Of course they help. We are human beings, and we love our pets. A wise woman -- and a cancer survivor -- once said, “Dog is God Spelled Backwards.”

But, for those with a more scientific mindset, information from the Cancer Treatment Centers of America (CTCA) is relevant:

“Studies have shown that animal-assisted therapy can decrease anxiety and pain, lower blood pressure and help alleviate depression, while offering welcome companionship and a positive distraction from treatment schedules and worries.”

CTCA cites a study published in the Journal of Community and Supportive Oncology in which 37 patients were visited daily by therapy dogs while receiving chemotherapy and radiation treatments. After the dog visits, investigators say the patients had improvements in their emotional well being and quality of life, even if they were declining physically or in their ability to function.

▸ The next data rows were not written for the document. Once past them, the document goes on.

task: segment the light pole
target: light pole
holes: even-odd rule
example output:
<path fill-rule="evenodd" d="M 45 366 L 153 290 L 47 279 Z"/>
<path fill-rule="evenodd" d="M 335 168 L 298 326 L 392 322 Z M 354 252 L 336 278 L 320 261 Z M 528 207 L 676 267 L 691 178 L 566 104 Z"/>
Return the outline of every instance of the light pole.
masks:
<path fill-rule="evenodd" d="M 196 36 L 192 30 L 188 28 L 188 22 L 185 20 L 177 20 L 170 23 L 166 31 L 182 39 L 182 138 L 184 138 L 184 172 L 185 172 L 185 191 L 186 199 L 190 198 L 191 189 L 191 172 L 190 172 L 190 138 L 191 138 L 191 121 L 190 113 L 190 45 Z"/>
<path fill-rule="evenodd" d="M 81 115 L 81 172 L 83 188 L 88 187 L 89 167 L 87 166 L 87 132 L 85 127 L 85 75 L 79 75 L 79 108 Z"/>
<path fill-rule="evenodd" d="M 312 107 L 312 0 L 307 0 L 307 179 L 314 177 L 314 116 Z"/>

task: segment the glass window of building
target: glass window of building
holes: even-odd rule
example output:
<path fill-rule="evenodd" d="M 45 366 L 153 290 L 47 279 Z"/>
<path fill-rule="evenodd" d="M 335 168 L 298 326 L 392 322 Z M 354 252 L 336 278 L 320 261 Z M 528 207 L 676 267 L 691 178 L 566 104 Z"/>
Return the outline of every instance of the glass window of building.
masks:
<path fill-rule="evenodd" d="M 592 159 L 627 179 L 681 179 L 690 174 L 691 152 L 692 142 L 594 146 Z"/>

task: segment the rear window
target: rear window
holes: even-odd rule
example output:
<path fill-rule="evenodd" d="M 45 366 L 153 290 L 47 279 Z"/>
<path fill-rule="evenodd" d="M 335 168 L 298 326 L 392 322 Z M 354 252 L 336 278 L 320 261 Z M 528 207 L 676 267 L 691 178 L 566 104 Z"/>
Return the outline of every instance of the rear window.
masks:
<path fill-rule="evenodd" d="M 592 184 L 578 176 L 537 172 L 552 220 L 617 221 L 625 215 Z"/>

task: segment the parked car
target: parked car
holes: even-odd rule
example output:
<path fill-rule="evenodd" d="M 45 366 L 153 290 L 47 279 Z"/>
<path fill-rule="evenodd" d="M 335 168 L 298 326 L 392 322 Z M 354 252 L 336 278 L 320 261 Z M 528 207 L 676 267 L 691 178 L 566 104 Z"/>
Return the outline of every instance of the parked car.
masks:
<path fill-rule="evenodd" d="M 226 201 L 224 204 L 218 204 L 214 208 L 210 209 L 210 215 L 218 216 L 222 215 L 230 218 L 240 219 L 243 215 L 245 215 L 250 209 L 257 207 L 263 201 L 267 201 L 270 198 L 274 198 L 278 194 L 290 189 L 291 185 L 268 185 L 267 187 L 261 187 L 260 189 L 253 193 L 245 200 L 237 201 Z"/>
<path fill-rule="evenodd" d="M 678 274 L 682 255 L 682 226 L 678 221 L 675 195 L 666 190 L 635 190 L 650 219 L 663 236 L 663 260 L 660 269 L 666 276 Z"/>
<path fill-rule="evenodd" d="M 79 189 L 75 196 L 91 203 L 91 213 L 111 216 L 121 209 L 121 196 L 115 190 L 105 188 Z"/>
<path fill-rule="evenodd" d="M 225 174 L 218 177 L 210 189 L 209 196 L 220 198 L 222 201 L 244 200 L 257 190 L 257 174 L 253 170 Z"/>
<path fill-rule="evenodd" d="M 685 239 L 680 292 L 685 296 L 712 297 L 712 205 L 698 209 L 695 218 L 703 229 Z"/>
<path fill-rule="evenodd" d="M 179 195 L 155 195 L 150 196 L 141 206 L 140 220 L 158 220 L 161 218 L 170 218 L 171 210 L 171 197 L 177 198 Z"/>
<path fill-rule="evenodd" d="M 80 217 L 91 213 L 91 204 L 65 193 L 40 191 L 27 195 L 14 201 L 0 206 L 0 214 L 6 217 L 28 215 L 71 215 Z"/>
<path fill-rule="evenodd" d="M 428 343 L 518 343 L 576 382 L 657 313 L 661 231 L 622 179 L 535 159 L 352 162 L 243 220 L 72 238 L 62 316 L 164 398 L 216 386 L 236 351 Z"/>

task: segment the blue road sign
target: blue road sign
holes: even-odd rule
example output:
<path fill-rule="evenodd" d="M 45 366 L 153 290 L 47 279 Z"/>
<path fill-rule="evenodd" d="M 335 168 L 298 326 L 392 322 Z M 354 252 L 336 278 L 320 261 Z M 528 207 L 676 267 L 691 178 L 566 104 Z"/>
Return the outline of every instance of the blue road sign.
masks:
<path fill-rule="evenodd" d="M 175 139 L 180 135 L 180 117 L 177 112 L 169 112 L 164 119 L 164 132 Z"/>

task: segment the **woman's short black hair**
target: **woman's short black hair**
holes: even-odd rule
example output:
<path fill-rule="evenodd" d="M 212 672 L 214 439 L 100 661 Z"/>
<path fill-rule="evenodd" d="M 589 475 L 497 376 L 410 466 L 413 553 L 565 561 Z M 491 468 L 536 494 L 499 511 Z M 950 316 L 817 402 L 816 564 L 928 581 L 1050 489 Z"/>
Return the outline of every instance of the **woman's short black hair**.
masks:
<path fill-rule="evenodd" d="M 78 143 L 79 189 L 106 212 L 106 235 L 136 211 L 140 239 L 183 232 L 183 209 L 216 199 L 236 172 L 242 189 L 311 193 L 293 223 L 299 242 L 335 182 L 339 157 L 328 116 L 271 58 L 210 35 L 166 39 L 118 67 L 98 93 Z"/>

How do Furry Friends Help?

According to CTCA, therapy pets can be especially beneficial to cancer patients by:

  • Easing their anxiety and elevating their mood
  • Offering company and comfort, thereby lessening feelings of isolation or loneliness
  • Providing a distraction from pain, stress or boredom
  • Relaxing them, especially since petting or snuggling with a soft, friendly animal can release endorphins that have a calming effect
  • Motivating them to get better
  • Increasing socialization and encouraging communication

 But, since you are a human being, you probably already knew that.


ABC News. Dog Shows Up at Hospital Where Owner Is Battling Cancer. Accessed March 2015.

A Helping Paw: Trained Therapy Dogs Aid Cancer Patients. Accessed March 2015.

Cancer Treatment Centers of America. Sit, stay and heal: Therapy dogs help soothe cancer patients. Accessed March 2015.